Ansible is written in Python and, as such, can be run on a wide range of systems. This includes most popular flavors of Linux, FreeBSD, and macOS. The one exception to this is Windows, where though native Python distributions exist, there is as yet no native Ansible build. As a result, your best option at the time of writing is to install Ansible under WSL proceeding as if you were running on a native Linux host.

Once you have established the system on which you wish to run Ansible, the installation process is normally simple and straightforward. In the following sections, we will discuss how to install Ansible on a wide range of different systems, so that most readers should be able to get up and running with Ansible in a matter of minutes.

The release cycle for Ansible is usually about four months, and during this short release cycle, there are normally many changes, from minor bug fixes to major ones, to new features and even sometimes fundamental changes to the language. The simplest way to not only get up and running with Ansible but to keep yourself up to date is to use the native packages built for your operating system where they are available.

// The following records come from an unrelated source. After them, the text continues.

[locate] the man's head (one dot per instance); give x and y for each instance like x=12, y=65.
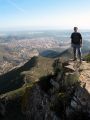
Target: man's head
x=75, y=29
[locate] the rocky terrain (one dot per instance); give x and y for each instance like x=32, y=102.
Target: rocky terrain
x=59, y=92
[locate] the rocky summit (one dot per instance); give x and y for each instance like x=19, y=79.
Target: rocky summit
x=53, y=89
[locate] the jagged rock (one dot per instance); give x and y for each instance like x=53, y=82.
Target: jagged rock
x=54, y=83
x=2, y=109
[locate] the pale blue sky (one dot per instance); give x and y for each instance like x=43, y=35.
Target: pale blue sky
x=44, y=14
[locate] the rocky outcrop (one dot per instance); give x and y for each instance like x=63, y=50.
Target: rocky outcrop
x=60, y=95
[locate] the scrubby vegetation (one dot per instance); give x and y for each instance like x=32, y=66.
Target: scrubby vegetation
x=87, y=57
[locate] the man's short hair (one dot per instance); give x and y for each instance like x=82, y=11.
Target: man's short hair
x=75, y=28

For example, if you wish to run the latest version of Ansible on top of Linux distribution such as CentOS, Fedora, Red Hat Enterprise Linux (RHEL), Debian, and Ubuntu, I strongly recommend that you use an operating system package manager such as yum on Red Hat-based distributions or apt on Debian-based ones. In this manner, whenever you update your operating system, you will update Ansible simultaneously.

Of course, it might be that you need to retain a specific version of Ansible for certain purposes—perhaps because your playbooks have been tested with this. In this instance, you would almost certainly choose an alternative installation method, but this is beyond the scope of this book. Also, it is recommended that, where possible, you create and maintain your playbooks in line with documented best practices, which should mean that they survive most Ansible upgrades.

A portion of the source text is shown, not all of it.